Archery at the Olympics

The team moving bird at 28 metres event was part of the archery programme at the 1920 Summer Olympics. The event, like all other archery events in 1920, was open only to men. Three teams of eight archers each competed.
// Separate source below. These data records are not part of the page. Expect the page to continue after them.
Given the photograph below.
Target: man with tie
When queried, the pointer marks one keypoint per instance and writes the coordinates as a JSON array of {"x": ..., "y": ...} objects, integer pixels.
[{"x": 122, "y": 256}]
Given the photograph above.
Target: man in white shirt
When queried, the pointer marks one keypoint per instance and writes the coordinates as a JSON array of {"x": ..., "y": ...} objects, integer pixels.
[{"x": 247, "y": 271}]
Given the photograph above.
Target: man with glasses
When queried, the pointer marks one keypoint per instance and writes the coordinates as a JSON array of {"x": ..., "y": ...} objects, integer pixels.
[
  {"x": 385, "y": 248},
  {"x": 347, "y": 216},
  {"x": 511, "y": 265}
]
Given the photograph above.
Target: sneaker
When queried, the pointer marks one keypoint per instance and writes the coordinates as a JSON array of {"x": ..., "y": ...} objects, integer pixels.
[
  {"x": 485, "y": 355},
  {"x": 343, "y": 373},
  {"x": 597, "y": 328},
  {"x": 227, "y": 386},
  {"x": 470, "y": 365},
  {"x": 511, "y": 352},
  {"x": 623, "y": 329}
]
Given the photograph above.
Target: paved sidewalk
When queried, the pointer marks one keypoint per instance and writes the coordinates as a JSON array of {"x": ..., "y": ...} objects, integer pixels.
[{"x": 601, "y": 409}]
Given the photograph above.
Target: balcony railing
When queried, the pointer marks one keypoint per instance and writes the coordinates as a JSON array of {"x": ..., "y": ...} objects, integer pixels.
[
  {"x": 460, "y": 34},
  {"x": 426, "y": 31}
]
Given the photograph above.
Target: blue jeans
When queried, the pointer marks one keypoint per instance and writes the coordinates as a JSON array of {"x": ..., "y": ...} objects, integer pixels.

Every archer had 60 shots, and every shot could earn a maximum of 9 points.

==Teams==

| Netherlands | Belgium | France |
|---|---|---|
| Janus Theeuwes Driekske van Bussel Joep Packbiers Janus van Merrienboer Jo van Gastel Theo Willems Piet de Brouwer Tiest van Gestel | Alphonse Allaert Hubert Van Innis Edmond De Knibber Louis Delcon Jérome De Maeyer Pierre Van Thielt Louis Fierens Louis Van Beeck | Julien Brulé Léonce Quentin Pascal Fauvel Eugène Grisot Eugène Richez Arthur Mabillon Léon Epin Paul Leroy |

==Results==

| Place | Team | Scores |  |  |  |  |  |  |  |  |
| 1 | 2 | 3 | 4 | 5 | 6 | 7 | 8 | Total |
| 1st place, gold medalist(s) | Netherlands | 443 | 414 | 394 | 388 | 378 | 374 | 364 | 332 | 3087 |
| 2nd place, silver medalist(s) | Belgium | ? |  |  |  |  |  |  |  | 2924 |
| 3rd place, bronze medalist(s) | France | ? |  |  |  |  |  |  |  | 2328 |

==Sources==
- Belgium Olympic Committee (1957). "Olympic Games Antwerp 1920: Official Report"
- Wudarski, Pawel (1999). "Wyniki Igrzysk Olimpijskich"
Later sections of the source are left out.